Den ersten Weg ist die römische Kirche gegangen, den zweiten die Ostkirche und der Protestantismus. In der römischen Kirche ist das Vatikanische Konzil der Endpunkt der fortschreitenden Ausschaltung der koinonia des Bischofsamtes, welches wie gesagt aus dem ersten Stande der Kirche zum dritten letzten verfassungsrechtlich in Erscheinung tretenden Stande geworden ist. Die Gemeinden haben bereits seit der Neuordnung des Papstwahlrechtes ihre verfassungsrechtlichen Befugnisse bis auf Rudimenten verloren, sie haben keine wesentliche kirchenrechtliche Subjektstellung in spiritualibus mehr. Nur der einzelne hat noch ein Recht auf die Spendung der Sakramente — wie denn immer in absoluten Staaten die intermediären Gewalten vernichtet werden und nur noch einzelne, rechtsstaatlich geschützte Untertanen übrig bleiben.

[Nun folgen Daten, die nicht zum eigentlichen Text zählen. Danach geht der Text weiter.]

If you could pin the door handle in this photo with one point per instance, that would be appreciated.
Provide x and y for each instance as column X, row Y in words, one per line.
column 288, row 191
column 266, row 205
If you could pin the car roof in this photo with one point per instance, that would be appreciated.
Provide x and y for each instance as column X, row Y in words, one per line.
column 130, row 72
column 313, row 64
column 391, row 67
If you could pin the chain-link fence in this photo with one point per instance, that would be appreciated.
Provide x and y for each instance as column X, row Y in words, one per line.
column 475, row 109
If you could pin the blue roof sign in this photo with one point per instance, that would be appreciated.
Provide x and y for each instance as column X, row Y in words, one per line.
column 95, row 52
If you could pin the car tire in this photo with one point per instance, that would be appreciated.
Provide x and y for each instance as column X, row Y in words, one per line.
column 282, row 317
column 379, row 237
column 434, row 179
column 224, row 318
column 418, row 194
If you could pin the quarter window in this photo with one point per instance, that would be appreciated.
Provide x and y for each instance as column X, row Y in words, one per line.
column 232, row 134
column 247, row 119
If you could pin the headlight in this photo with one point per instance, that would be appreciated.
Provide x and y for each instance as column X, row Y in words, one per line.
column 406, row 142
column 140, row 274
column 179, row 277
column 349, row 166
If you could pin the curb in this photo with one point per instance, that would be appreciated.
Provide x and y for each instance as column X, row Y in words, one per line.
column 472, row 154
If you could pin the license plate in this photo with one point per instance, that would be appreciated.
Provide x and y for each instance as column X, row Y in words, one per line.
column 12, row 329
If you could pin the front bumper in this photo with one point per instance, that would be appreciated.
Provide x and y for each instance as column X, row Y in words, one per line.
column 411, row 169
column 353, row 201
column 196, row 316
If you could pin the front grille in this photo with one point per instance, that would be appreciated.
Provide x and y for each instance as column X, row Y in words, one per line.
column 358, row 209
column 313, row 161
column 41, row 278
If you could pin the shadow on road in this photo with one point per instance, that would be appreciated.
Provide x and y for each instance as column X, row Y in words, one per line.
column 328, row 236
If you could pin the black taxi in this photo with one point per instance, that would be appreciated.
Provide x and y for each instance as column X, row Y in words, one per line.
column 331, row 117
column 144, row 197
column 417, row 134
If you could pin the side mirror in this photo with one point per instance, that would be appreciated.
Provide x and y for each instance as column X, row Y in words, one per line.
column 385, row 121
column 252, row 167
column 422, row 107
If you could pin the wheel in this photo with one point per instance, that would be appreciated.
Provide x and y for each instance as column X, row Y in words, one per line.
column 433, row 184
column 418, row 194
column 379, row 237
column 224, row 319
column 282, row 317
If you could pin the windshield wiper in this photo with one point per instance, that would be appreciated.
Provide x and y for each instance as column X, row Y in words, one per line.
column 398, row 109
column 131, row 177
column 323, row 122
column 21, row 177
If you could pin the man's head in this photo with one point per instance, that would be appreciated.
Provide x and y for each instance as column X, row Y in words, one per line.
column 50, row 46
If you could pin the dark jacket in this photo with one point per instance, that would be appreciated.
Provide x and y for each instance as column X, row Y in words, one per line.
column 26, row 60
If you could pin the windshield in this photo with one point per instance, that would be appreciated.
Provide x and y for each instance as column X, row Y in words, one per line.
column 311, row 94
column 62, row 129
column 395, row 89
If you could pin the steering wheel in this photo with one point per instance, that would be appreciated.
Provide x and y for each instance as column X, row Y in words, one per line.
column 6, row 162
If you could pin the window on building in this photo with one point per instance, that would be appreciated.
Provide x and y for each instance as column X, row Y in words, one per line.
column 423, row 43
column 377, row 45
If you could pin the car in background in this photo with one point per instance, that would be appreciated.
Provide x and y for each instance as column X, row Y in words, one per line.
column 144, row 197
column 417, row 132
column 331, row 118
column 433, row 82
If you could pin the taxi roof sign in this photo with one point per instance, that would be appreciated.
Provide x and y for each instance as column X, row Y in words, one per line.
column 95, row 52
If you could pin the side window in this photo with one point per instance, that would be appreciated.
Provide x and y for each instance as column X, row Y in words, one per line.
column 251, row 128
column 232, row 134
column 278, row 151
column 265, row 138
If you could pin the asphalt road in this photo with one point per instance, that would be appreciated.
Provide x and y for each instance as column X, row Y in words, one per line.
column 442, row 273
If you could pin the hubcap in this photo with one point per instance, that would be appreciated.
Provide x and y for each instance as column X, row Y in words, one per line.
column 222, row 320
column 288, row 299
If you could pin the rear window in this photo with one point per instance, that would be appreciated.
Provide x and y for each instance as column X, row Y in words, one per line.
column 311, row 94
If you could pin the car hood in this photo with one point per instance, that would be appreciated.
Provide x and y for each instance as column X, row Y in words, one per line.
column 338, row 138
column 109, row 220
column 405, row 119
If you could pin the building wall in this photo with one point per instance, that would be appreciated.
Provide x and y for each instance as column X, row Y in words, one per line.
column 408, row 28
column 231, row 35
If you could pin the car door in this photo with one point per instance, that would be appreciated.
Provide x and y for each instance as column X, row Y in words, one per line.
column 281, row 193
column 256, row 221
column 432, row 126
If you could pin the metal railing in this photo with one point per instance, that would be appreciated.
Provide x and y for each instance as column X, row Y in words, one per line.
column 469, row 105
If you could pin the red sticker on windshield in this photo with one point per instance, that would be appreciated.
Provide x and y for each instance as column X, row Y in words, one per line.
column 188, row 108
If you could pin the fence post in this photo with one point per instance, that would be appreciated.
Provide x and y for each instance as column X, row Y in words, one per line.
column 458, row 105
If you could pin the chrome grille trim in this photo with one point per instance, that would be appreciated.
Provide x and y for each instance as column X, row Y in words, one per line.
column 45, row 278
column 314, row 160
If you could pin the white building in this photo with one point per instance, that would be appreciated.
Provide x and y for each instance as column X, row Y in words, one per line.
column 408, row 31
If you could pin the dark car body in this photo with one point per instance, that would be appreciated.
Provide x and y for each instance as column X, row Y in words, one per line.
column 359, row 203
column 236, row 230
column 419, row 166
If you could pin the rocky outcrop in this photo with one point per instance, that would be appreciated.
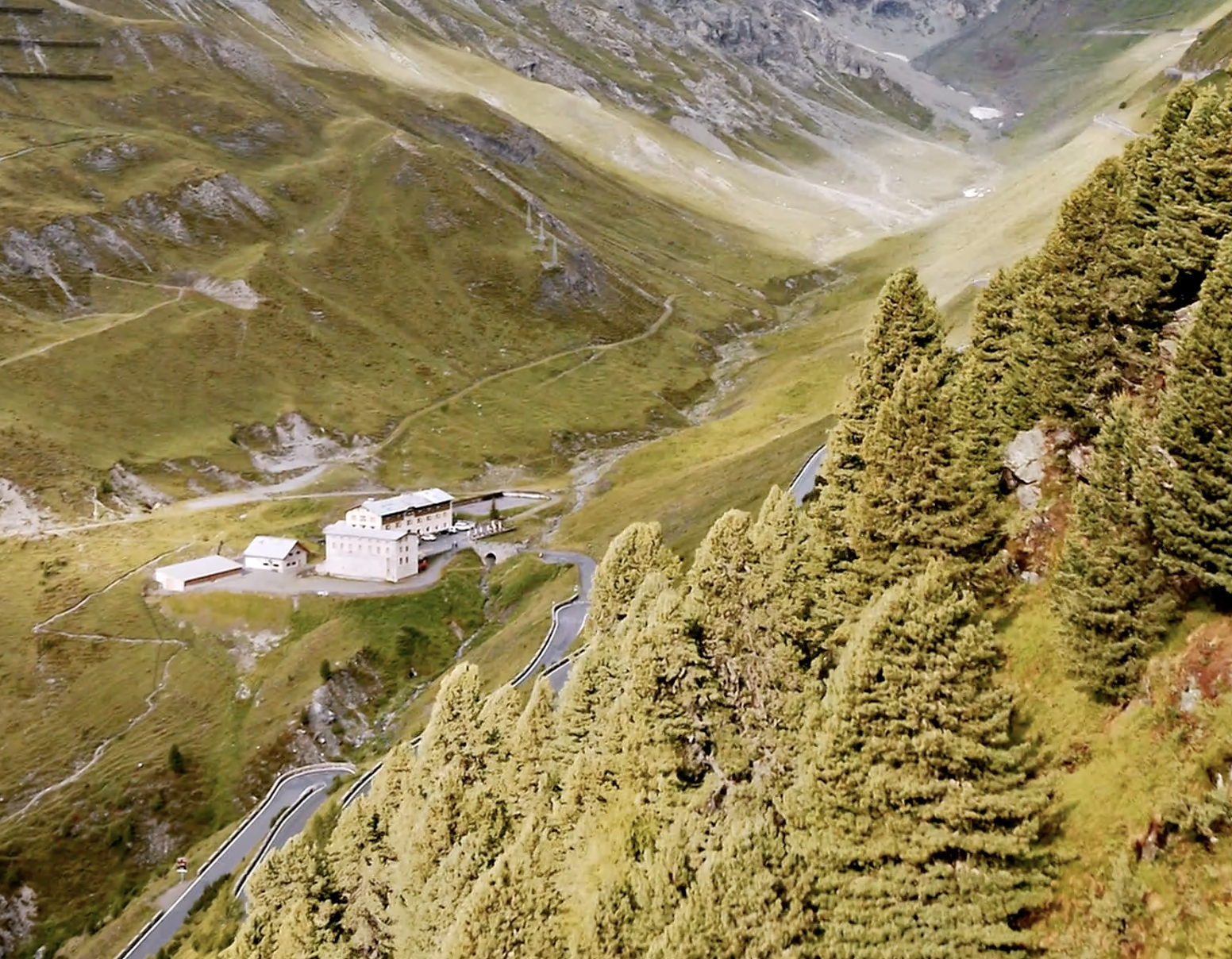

Umgekehrt hat die Ostkirche ihre Einheit zugunsten einer ständigen weiteren Ablösung autokephaler Kirchen verloren. Der Widerstreit mehrerer Jurisdiktionen und die Schwächung der Primate macht heute und auf lange Sicht das von der ostkirchlichen Lehre geforderte ökumenische Konzil unmöglich. Die Ostkirche kann sich zur Rechtfertigung dieses Vorgangs auf den von den apostolischen Konstitutionen (4. Jahrhundert) bis zum 6. Konzil (sog. Trullanisches Konzil 3. Konstantinopeler, 681) formulierten Grundsatz berufen, daß die Bischöfe eines Landes sich an ihren Ältesten halten sollen. Aber über der Anwendung dieses Grundsatzes hat sie unter den mächtigen nationalkirchlichen Strömungen ihre wirksame Einheit verloren, welche sich nur noch in der Anerkennung gewisser Ehrenprimate äußert.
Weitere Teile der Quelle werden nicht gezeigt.